States to Vote on Right to Hunt & Fish Amendments
Voters in four states on Tuesday will decide whether they want to enshrine a “right to hunt and fish” in their state constitutions. Idaho, Kentucky, Nebraska and Wyoming all have ballot measures at the polls on Election Day asking if voters want to add constitutional language to protect residents’ rights to bag deer, ducks, bass and other game, and prevent attempts to restrict those rights.
Some 37.4 million Americans participated in hunting and fishing sports in 2011, according to a 2011 survey by the U.S. Fish and Wildlife Service.
The ballot measures are backed by the National Rifle Association as well as other sporting groups in what they describe as efforts to head off future erosion of hunting and fishing rights by animal rights’ lobbyists. According to the NRA’s legislative arm, the amendments would “protect the citizens’ hunting heritage from attacks initiated by well-funded anti-hunting extremists who have assailed sportsmen throughout the country in recent years.”

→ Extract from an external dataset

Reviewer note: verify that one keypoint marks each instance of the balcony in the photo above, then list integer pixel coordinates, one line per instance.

The Human Society has spoken out against the measures, stating, “The constitution should guarantee fundamental democratic rights, not provide protection for a recreational pastime.”
Thirteen states already consider hunting and fishing a constitutionally protected right. Almost all have been amendments to state constitutions since 1996, with one lone exception; Vermont was on the cutting edge of hunting rights when it included the language in its constitution in 1777. Mississippi is set to consider adding a similar amendment two years from now, and a number of other states have introduced legislation since 2008 to start the amendment process.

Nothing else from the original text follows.